Cuma "adek" itu seringkali bikin rancu. Pertama, belum tentu saya "adek"nya yang manggil, dalam artian, belum tentu pangkat kekeluargaan saya lebih rendah dari yang manggil. Kalau masalah usia sih bisa saja saya lebih muda. Itu karena mama saya bungsu dan nenek saya bukan anak sulung, sehingga banyak saudara sepupu saya (dari saudara kandung mama maupun saudara sepupunya mama) yang usianya jauh lebih tua bahkan punya anak yang usianya seumuran/lebih tua dari saya. Artinya, ada keponakan saya yang lebih tua. Ketika panggilan "adek" tidak diiringkan dengan nama saya, nih keponakan-keponakan jadi bingung manggil saya siapa. Alhasil, keponakan saya yang lebih tua memanggil saya "adek" juga. Kan minta kualat hihihu
Kedua, kebingungan lain yang paling sering muncul adalah ketika pangkat disematkan ke saya. Misal, kakak jadinya Kak Adek (harusnya Kak Yanet); mak usu jadinya Mak Su Adek (harusnya Mak Su Yanet); tante jadinya Tante Adek (harusnya Tante Yanet), dst. Aneh kan? Padahal jelas-jelas nama saya Yanet. Kinipi jidi bigitii
Ketiga, karena jelas, panggilan "adek" itu terlalu umum, alias pasaran. Jadi ceritanya pernah nih, ada senior jaman SMA dulu mau main ke rumah. Saya kasih lah alamat saya. Tapi berhubung waktu itu saya belum punya hp, jadi ybs cuma bisa nanya tetangga saya waktu belum yakin sama rumah yang mana. Pas senior itu nanya, "Pak, rumahnya Delyanet yang mana ya?", lha tetangga saya malah jawab "ndak tau". Menurut cerita senior saya itu, ybs akhirnya memberanikan diri ngetuk rumah saya, dan alhamdulillah benar. Pas ketemu, dia langsung protes "tak tekenal kau ni, Net". Wkwk. Ember!

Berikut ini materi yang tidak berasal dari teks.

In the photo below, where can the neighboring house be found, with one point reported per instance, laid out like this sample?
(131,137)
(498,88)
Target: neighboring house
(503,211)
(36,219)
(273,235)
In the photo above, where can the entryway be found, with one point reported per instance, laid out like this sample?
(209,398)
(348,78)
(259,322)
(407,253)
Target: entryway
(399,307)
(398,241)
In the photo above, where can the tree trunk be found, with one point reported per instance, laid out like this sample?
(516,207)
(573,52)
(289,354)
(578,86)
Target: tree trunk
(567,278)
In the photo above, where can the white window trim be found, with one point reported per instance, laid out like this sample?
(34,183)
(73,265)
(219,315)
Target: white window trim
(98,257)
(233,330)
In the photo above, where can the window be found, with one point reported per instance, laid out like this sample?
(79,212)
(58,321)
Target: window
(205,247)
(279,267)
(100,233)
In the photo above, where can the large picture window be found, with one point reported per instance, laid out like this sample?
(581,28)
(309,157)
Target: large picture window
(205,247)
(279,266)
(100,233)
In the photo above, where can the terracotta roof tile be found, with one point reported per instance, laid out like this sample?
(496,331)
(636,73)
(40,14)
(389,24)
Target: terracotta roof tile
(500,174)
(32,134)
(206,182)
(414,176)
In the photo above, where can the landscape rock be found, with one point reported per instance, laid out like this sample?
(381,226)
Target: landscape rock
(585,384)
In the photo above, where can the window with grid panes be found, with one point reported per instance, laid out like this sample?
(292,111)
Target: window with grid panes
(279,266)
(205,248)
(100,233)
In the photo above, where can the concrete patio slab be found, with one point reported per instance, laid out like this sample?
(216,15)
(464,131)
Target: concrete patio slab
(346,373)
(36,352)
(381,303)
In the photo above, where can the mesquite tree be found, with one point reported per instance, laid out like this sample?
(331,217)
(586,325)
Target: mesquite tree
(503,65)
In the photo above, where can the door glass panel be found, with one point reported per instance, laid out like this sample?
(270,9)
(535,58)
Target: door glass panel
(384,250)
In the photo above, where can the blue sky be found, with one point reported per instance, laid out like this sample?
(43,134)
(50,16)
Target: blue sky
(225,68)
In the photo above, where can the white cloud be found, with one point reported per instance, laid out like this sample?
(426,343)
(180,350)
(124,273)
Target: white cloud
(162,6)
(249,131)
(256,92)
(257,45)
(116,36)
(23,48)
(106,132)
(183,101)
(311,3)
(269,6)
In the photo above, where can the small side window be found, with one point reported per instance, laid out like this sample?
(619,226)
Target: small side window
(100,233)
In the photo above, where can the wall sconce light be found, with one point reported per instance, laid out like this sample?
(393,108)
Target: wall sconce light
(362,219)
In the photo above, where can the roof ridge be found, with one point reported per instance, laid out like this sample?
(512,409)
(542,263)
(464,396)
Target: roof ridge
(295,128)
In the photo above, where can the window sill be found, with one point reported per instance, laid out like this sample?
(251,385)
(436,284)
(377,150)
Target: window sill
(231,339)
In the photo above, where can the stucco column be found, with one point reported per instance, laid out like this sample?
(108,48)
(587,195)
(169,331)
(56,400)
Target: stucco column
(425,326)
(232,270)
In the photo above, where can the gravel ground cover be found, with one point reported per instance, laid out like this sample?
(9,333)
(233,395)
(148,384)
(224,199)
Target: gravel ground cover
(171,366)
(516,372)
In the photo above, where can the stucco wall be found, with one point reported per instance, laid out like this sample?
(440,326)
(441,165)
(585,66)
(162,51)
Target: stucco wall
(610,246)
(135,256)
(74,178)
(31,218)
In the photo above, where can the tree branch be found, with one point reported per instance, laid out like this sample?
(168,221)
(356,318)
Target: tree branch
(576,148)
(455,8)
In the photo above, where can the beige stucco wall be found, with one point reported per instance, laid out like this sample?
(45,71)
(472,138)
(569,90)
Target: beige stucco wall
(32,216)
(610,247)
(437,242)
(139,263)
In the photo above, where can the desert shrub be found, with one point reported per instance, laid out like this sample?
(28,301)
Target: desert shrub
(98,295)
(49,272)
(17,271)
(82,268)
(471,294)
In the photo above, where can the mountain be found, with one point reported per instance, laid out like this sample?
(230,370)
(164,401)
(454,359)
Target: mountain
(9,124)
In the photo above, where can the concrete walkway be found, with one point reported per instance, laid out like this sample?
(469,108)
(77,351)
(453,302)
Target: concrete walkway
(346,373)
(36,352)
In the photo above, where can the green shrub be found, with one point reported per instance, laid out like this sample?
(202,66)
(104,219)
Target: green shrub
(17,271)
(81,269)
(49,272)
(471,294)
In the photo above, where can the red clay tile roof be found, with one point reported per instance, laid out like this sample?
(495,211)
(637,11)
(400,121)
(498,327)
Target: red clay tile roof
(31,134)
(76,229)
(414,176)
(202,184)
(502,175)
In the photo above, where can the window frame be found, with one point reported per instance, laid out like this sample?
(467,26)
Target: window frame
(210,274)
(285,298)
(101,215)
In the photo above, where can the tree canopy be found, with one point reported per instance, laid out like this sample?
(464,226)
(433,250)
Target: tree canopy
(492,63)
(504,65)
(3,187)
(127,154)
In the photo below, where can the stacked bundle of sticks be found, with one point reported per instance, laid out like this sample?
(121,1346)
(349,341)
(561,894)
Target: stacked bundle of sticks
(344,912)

Itu masih belum apa-apa sih. Ada lagi cerita yang lebih kocak dari nama saya ini. Jadi entah sejak kapan, nama saya tiba-tiba dianggap macho oleh sebagian orang. Mungkin karena mirip Del Piero dan Herjunot Ali. Alhasil, kenalan baru --yang dulunya suka bola atau suka nonton atau kurang survei atau murni lagi khilaf-- akan menyapa saya dengan sebutan "pak", "abang", atau "mas".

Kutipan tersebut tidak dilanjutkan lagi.